# Keyboard Encryption?



## go4saket (Dec 19, 2005)

Hello friends!

I want a software that can encrypt the keys typed from the keyboard on the fly. What I actually want is when I enter my passwords or any vital information from my keyboard, its very easy for any keyboard logger to collect all that's typed in and then send the same to someone. If it is possible that anything we type gets encrypted, I think it will serve the purpose. I saw such kind of a feature in a software called BestCrypt but that can only be used in that particular software.

Is there any such software?

Thank you.


----------



## abkTech (Jun 2, 2009)

There's a software, KeyScrambler that can help you. Its available in three editions: Professional, Premium & Personal. Last one is free but can work only with browsers like Internet Explorer, Mozilla Firefox & Flock. If you need more features, consider buying the Professional or Premium edition.


----------



## go4saket (Dec 19, 2005)

Thank you so much. This was exactly what I was looking for.


----------



## perfume (Sep 13, 2008)

Dear go4saket,
Sorry to puncture the balloon !*
1) Keylogging the keyboard can be done at several levels and for a "good" keylogger ,reading your supposedly"encrypted" keystrokes is child's play!

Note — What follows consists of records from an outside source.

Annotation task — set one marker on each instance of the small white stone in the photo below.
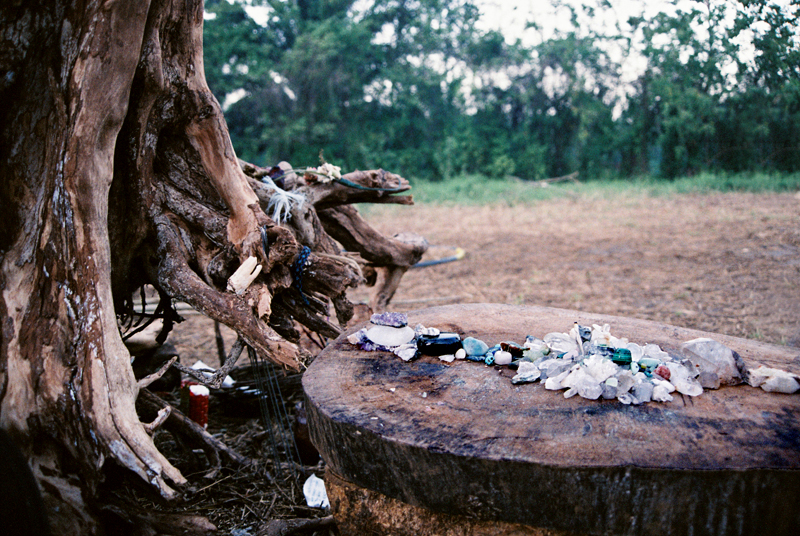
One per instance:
(389, 336)
(406, 352)
(781, 384)
(502, 357)
(661, 394)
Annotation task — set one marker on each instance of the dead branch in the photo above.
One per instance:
(215, 380)
(147, 380)
(189, 431)
(286, 527)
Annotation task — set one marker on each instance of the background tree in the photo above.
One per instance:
(118, 172)
(418, 85)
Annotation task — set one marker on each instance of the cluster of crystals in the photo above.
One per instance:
(588, 362)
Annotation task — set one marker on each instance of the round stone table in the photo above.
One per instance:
(427, 447)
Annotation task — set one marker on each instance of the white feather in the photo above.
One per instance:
(282, 202)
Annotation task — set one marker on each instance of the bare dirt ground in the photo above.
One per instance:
(726, 263)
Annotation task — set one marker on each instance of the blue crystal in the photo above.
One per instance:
(474, 347)
(394, 320)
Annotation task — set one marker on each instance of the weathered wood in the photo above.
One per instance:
(373, 186)
(390, 258)
(725, 462)
(359, 510)
(118, 172)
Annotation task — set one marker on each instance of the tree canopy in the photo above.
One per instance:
(419, 86)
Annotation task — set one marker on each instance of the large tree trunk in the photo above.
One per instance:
(116, 170)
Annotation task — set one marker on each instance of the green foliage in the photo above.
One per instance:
(479, 190)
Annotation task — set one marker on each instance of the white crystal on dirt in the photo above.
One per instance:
(357, 337)
(553, 383)
(561, 343)
(587, 386)
(667, 386)
(600, 368)
(626, 381)
(661, 394)
(681, 378)
(526, 372)
(654, 351)
(389, 336)
(713, 357)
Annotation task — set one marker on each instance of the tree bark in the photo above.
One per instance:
(118, 171)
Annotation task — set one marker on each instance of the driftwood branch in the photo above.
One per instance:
(190, 432)
(215, 380)
(147, 380)
(286, 527)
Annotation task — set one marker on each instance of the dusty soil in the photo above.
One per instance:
(725, 263)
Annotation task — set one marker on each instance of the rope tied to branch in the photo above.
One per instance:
(298, 269)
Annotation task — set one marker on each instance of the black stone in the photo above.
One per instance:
(444, 344)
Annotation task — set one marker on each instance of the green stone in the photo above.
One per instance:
(622, 356)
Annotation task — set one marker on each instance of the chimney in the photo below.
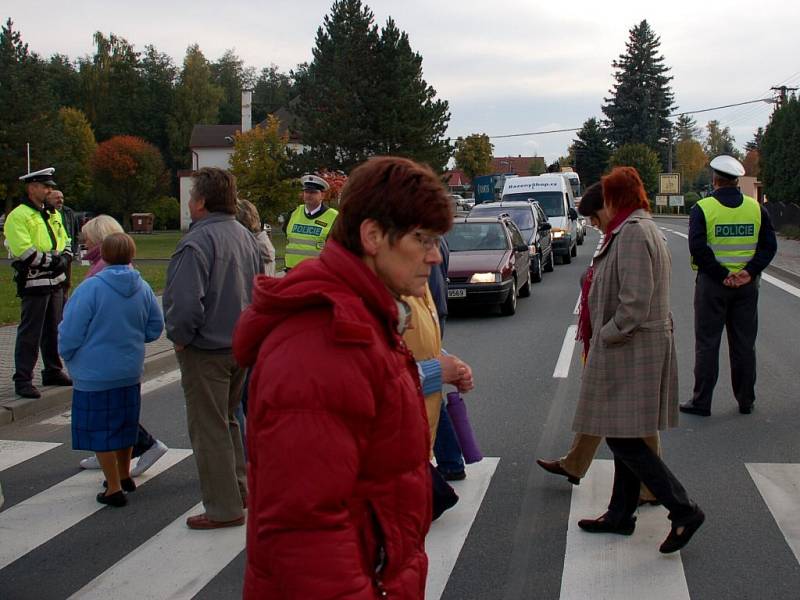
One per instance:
(247, 110)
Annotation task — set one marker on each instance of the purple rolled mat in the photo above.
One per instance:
(458, 415)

2)The notion that Virtual keyboards, meaning live, on-screen keyboards are immune, is a computer myth! This brings in the "advanced" keylogger who takes snaps of the mouse movements over the Virtual keyboard and leisurely decrypts them to shovel out all the sensitive data stroked in!

3) Military and the Government are having huge problems, though they have the best in the business security software, which mitigates the prob. to a certain extent!

4) Key logging occurs at various levels, as mentioned above and the most difficult to even detect is the hardware kernel/Driver key logging! A rogue driver is installed and is equal or more difficult to detect ,but an "advanced" user(not me) with a sophisticated anti-Rootkit equipment "may" detect the rogue!Thus, this can be compared to a deep, deep Rootkit infection!

5) **The best defense against hardware(Rogue driver) key loggers is preventing them from getting installed, by blocking Driver installations. That's where "HIPS" comes in useful and Limited User Account enabling can help!

6) A Better-Than-Good internet Security Suite is recommended, as key loggers can enter as "malware".

7) lotuseclat79 was advising me a brisk walk to the bank to withdraw the dough required to buy a software ,off the shelf! How true is his advise!:up:

I thank the @O.P, for bringing up this topic as the solution is as of now a "mirage"!
*


----------



## go4saket (Dec 19, 2005)

Ok, so can you name any such good keylogger so that I can test the same in my PC.


----------



## perfume (Sep 13, 2008)

Dear go4saket,
Kindly read this again, because the above post was my creation!

*1) Keylogging the keyboard can be done at several levels and for a "good" keylogger ,reading your supposedly"encrypted" keystrokes is child's play!

2)The notion that Virtual keyboards, meaning live, on-screen keyboards are immune, is a computer myth! This brings in the "advanced" keylogger who takes snaps of the mouse movements over the Virtual keyboard and leisurely decrypts them to shovel out all the sensitive data stroked in!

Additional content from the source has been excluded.